When you first buy a home, there are WOW factors that make a house valuable to you. Those hardwood floors, great school districts, and huge backyards that make you sign on that dotted line.

Insurance companies want to protect your investment, but their criteria for value may be different from yours. Many factors go into determining the cost to insure a home. The weight of each factor can vary from company to company, but the thread that ties most insurance companies together when considering value is the replacement cost of the home.

Replacement Cost Versus Real Estate Valuation

The replacement cost does not consider the price of the land, rather an algorithm measures the cost of materials and labor it will take to rebuild the home to the specs at the moment before a loss occurs. This value of the primary structure is then used to determine how much a company will cover for detached structures, contents, and additional living expenses.

Read: How Much Homeowner's Insurance Do I Need?

Factors That Determine the Value of Your Home

It may seem that your broker or agent is bombarding you with a long list of question about your home for no reason, but each of the following specs affects the cost to rebuild your home:

  • Home Type

Detached structure, mobile home, or townhouse?

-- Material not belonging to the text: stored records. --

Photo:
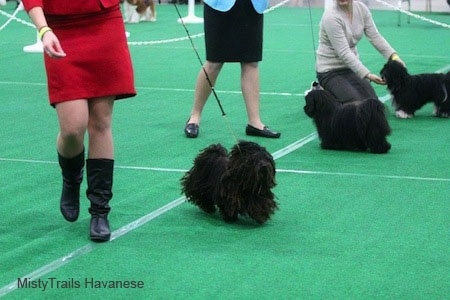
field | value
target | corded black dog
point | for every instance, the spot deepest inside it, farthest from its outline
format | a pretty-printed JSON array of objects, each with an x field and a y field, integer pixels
[
  {"x": 238, "y": 183},
  {"x": 357, "y": 126},
  {"x": 412, "y": 92}
]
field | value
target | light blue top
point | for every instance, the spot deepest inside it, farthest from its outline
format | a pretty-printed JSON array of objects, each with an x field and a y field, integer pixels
[{"x": 226, "y": 5}]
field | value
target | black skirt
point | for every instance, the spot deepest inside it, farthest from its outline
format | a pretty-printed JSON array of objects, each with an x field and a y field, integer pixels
[{"x": 235, "y": 35}]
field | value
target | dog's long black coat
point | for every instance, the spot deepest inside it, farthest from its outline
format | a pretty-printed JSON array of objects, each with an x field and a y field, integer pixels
[
  {"x": 238, "y": 183},
  {"x": 412, "y": 92},
  {"x": 358, "y": 126}
]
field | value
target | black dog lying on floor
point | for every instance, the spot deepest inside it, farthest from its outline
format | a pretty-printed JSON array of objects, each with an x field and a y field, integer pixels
[
  {"x": 411, "y": 92},
  {"x": 238, "y": 183},
  {"x": 357, "y": 126}
]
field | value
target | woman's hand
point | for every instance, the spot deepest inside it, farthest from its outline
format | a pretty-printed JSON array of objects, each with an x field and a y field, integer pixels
[
  {"x": 51, "y": 44},
  {"x": 374, "y": 78}
]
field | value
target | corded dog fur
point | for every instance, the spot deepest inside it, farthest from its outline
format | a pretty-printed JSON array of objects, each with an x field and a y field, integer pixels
[
  {"x": 412, "y": 92},
  {"x": 357, "y": 126},
  {"x": 236, "y": 184}
]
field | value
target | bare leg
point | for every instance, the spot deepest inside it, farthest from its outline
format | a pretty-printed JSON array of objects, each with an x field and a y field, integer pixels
[
  {"x": 250, "y": 91},
  {"x": 100, "y": 128},
  {"x": 203, "y": 89},
  {"x": 73, "y": 122}
]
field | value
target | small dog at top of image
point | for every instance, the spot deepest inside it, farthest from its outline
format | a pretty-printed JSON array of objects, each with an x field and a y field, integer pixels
[
  {"x": 236, "y": 184},
  {"x": 411, "y": 92},
  {"x": 136, "y": 11},
  {"x": 356, "y": 126}
]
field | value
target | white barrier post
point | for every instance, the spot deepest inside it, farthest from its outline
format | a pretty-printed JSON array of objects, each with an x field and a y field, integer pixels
[{"x": 191, "y": 18}]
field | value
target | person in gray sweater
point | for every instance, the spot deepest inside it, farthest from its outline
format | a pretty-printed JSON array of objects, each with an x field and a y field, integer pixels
[{"x": 338, "y": 66}]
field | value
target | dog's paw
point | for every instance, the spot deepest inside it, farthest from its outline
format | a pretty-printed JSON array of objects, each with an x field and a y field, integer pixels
[
  {"x": 440, "y": 114},
  {"x": 402, "y": 115}
]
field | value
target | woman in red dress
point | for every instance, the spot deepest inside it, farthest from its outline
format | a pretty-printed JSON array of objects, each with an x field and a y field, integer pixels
[{"x": 88, "y": 67}]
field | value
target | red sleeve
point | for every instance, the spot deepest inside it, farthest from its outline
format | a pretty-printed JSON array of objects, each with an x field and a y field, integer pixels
[{"x": 29, "y": 4}]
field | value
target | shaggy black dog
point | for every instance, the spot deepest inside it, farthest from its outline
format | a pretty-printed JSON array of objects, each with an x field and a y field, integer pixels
[
  {"x": 357, "y": 126},
  {"x": 238, "y": 183},
  {"x": 411, "y": 92}
]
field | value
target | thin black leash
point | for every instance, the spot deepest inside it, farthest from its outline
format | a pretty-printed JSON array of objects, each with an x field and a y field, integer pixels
[
  {"x": 312, "y": 31},
  {"x": 206, "y": 75},
  {"x": 316, "y": 82},
  {"x": 200, "y": 60}
]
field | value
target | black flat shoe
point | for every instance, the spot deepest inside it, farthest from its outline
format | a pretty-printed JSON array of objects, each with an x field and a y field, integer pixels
[
  {"x": 191, "y": 130},
  {"x": 265, "y": 132}
]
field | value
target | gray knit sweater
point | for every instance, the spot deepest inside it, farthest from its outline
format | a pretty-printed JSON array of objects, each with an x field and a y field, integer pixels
[{"x": 338, "y": 38}]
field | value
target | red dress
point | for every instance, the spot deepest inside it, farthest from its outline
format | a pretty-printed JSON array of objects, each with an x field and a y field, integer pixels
[{"x": 97, "y": 62}]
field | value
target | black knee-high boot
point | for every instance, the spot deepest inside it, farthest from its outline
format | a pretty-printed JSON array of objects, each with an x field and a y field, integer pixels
[
  {"x": 99, "y": 192},
  {"x": 72, "y": 172}
]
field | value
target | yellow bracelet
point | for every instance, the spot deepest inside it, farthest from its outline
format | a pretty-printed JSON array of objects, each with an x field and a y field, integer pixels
[
  {"x": 395, "y": 57},
  {"x": 43, "y": 31}
]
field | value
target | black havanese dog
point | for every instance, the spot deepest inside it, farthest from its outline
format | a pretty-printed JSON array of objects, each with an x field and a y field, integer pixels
[
  {"x": 411, "y": 92},
  {"x": 238, "y": 183},
  {"x": 356, "y": 126}
]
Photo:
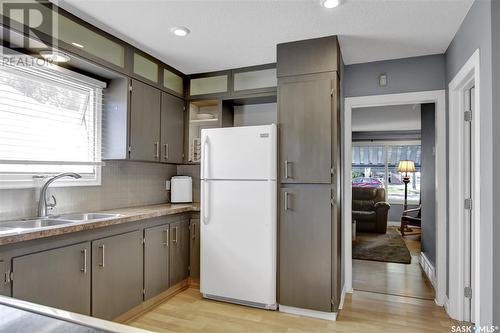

  • Year the house was built

The age of the home will determine if certain upgrades will need to be made during the rebuild—your house may have had aluminum now, but that isn’t up to code today.

  • Square Footage

The larger the house, the more expensive it is to rebuild.

  • Finished or Unfinished Basement

If your basement is finished, the rebuild cost factors in the labor and material to carpet and drywall the basement again

  • Attached or Detached Garage

Attached garages are calculated as a part of the rebuild cost of the house, but detached structures are valued separately as a percentage of the primary structure’s rebuild cost.

  • Number of Stories

A simple bungalow with an unfinished basement is less complicated and less expensive to rebuild than, for example, a tri-level split over an attached garage.

Read: Breaking Down Your Homeowner's Insurance Policy, From Coverage A to Coverage E

  • Number of Bathrooms

How many half or full bathrooms are in your home? Any bathrooms in the basement?

  • Roof Type

A metal roof with a life-proof warranty may be more difficult and costly to replace than a regular shingled roof.

  • Exterior Wall Type

If your home is the log cabin of your dreams, the cost to ship in the lumber will be higher compared to contemporary vinyl siding.

  • The Shape of the House

Square and rectangle-shaped houses are most common and the least expensive to rebuild. L-shaped or other irregular shapes are more costly to build. Often, contemporary homes have custom cutouts and window boxes that may affect the cost to rebuild.

  • Detached Structures

For example, garages, sheds, gazebos, and greenhouses. These are calculated as a separate value than the primary dwelling rebuild cost, but it’s important to mention them as you would likely want them replaced in the event of a loss.

  • Postal Code Region

Where you live determines the classification of the area. Remote, rural, city and costal resort towns all have different costs determined by how easy or difficult it is to find and transport materials to rebuild the house.

For example, if you lived in a very remote area that was only accessible in the summer and did not have any construction companies in the area, the cost to rebuild would be affected by having to ship the material and get the workers out to your property to rebuild the house.

If you are unsure of this information, your real estate agent should have some insight. You can also have the home inspected—this process should also verify the plumbing, electrical, and heating information that your broker or agent may also ask you.

How does the Replacement Cost affect your insurance premiums?

All of this information is put into a cost evaluation system that determines the rebuild or replacement cost. The evaluator algorithm that each company uses varies, so if you are shopping around, note what the agent reports as the cost to rebuild the house.

The higher the cost to rebuild the house, the more the insurance premium will be.

However, you never want to lie about the specs of your home just to save a few dollars on your yearly insurance premiums. In the case of a total loss, you need the value of the house to be high enough to cover the mortgage—you wouldn't want to get stuck in a situation where you're stuck paying out your mortgage on a home you just lost.

Read: How Insurance Companies Calculate Your Home Insurance Premiums

You also want to make sure that your house is rebuilt to the same quality that it was before the loss. If you love your double-car garage and sweet finished basement now, so you'll want it back after a loss as well.

Most companies offer guaranteed replacement cost on the home. That means they do not take depreciation of the home into account when determining how much they will pay out in the event of a claim. The qualification for replacement cost varies from company to company and is usually determined by the type and age of the home.

If you feel that the replacement cost is not accurate after your broker or agent has collected this information, you can also get a home evaluation done by an independent third party. The value that this third-party evaluator comes up with can be presented to the insurance company to make sure you’re fully compensated in the event of a claim.

Insurance is about protecting what is most important to you, so it’s important to know these specs and have them on hand when you’re talking to your broker or agent. Buying property is one of the most expensive purchases of your life, so insuring it at the proper value means protecting your financial future.